FIG. 6 is a diagram illustrating a fourth example of the home position detecting device for the encoder according to the present invention;
The perspective view of the principal part of the origin position detection device of the encoder to which the embodiment of the present invention is applied.

FIG. 7 shows a fifth example of the encoder origin position detecting device of the present invention.
The perspective view of the principal part of the origin position detection device of the encoder to which the embodiment of the present invention is applied.

FIG. 8 shows a sixth embodiment of the encoder origin position detecting device of the present invention.
The perspective view of the principal part of the origin position detection device of the encoder to which the embodiment of the present invention is applied.

FIG. 9 is a front view of a light source using LEDs.
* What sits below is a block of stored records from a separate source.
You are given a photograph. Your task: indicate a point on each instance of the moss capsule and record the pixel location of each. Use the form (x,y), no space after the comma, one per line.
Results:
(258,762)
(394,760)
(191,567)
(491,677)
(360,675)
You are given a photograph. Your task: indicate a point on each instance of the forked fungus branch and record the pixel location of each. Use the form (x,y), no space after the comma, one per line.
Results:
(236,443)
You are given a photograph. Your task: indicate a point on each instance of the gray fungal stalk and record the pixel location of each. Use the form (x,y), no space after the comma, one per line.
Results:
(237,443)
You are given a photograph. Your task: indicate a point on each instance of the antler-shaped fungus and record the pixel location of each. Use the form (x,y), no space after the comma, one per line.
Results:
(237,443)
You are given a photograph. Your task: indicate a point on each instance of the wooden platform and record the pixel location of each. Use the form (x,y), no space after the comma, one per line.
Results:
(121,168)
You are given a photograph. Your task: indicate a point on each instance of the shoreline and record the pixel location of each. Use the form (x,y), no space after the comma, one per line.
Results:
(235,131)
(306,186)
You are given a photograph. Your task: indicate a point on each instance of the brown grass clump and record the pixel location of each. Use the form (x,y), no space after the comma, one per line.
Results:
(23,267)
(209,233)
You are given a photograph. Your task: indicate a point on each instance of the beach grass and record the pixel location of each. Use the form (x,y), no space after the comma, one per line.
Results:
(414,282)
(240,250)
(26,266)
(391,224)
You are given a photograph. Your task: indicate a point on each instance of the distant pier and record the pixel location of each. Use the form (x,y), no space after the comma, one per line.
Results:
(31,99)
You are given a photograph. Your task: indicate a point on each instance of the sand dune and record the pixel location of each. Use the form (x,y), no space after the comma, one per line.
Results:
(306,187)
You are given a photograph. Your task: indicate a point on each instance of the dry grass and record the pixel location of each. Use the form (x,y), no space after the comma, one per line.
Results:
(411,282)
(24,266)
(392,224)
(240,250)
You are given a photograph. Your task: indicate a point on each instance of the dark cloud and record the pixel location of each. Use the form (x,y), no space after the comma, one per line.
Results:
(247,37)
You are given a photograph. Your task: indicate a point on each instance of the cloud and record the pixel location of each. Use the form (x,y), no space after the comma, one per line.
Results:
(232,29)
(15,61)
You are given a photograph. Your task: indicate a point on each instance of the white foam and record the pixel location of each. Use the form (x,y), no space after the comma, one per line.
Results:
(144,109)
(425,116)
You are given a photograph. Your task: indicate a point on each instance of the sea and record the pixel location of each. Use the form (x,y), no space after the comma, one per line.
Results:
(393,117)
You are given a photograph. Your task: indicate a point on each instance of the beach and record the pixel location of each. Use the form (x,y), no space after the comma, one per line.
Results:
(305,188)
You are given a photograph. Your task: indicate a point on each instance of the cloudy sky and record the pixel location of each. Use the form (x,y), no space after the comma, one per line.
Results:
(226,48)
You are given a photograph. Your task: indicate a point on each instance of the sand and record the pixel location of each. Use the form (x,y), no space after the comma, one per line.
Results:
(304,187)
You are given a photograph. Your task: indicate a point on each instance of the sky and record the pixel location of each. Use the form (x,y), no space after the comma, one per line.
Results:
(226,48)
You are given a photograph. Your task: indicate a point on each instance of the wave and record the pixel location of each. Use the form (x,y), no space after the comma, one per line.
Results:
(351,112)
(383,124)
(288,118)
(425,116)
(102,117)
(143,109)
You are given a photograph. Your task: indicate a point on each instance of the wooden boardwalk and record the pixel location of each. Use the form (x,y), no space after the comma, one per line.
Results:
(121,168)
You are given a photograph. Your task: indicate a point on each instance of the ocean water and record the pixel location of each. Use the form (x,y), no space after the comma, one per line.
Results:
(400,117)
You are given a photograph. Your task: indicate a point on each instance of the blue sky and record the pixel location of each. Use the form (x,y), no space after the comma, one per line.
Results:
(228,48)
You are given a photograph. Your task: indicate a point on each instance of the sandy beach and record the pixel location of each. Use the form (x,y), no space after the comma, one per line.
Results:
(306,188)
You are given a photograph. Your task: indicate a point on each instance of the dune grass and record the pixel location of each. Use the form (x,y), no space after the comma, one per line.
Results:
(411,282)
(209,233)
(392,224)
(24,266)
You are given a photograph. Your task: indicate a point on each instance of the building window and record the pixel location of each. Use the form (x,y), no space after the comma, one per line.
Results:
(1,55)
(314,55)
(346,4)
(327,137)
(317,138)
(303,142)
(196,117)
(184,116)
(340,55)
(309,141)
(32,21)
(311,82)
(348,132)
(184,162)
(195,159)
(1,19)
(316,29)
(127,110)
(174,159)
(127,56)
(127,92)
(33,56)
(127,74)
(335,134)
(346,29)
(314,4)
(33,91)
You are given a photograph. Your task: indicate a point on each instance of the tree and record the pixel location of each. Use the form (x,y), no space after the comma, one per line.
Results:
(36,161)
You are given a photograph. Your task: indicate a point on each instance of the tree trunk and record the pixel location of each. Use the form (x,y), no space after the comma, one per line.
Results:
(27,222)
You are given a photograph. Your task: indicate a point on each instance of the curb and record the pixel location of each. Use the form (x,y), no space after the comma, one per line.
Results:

FIG. 10 is a bottom view of the light source of FIG. 9;

[Explanation of symbols]

1, 10, 20, 30, 40, 50 Origin position detection device of encoder 2, 11, 21, 31, 41, 51 Light source 3, 32 Reference position 4 Detector 5, 14 Light 5A, 14A Light cross section 6 Main Scale 7, 33 Slit 33T Long axis direction 8A, 8B PD 13 Cylindrical lens 22, 42 Light emitting element 23, 43 Lens 24, 44 Mask 25A, 25B Opening 26 Ray 26A Cross section 27A, 27B Ray 34 Ray cross section 34T Long axis 45 Light 46 Opening 47 Light 52 LD 53 Lens 54 Light 54 A Light cross section 60 LED 61 Light emitting surface

Claims (7)

[Claims] 1. An encoder origin position detecting device for detecting an origin position of an encoder that outputs an electric signal corresponding to a displacement of a movable body, wherein the device emits a light beam whose cross section perpendicular to the emission direction has a predetermined elongated cross section. A light source section, a main scale means having a light shaping section having a predetermined elongated shape and cutting out the light beam from the light source and reflecting or transmitting the light beam; Light-receiving means for converting, and the light-receiving means comprises at least two or more light-receiving elements arranged in a direction perpendicular to the direction of mutual movement with the main scale means, and Wherein the major axis of the cross-sectional shape and the major axis of the light shaping portion are inclined at a predetermined angle. 2. The light source unit comprises: a light emitting element for emitting light;
A cylindrical lens for condensing the light emitted by the light emitting element,
The origin position detecting device for an encoder according to claim 1, further comprising: 3. A light source unit comprising: a mask unit having two openings for dividing light into two light beams having different phases;
The encoder origin position detecting device according to claim 1 or 2, further comprising: 4. The light source unit emits the light beam whose major axis in a cross-sectional shape of the light beam is substantially perpendicular to the direction of relative movement with respect to the main scale means. 4. The origin of the encoder according to any one of claims 1 to 3, wherein the light source is formed to be inclined at a predetermined angle with respect to a major axis direction of the sectional shape of the light beam from the light source unit. Position detection device. 5. The light source unit according to claim 1, wherein the light source unit includes a mask unit having an opening having a rectangular or elliptical cross section perpendicular to an emission direction of the transmitted light beam. An origin position detecting device for an encoder according to any one of claims 1 to 4. 6. The light source section includes a laser diode that emits light beams having different emission angles within a cross section of the emitted light beam, and a lens that collects or parallelizes the light emitted from the laser diode. The origin position detecting device for an encoder according to any one of claims 1 to 4, wherein: 7. The encoder origin position detecting device according to claim 1, wherein the light source unit includes a light emitting diode having a light emitting surface elongated in one direction as a light source.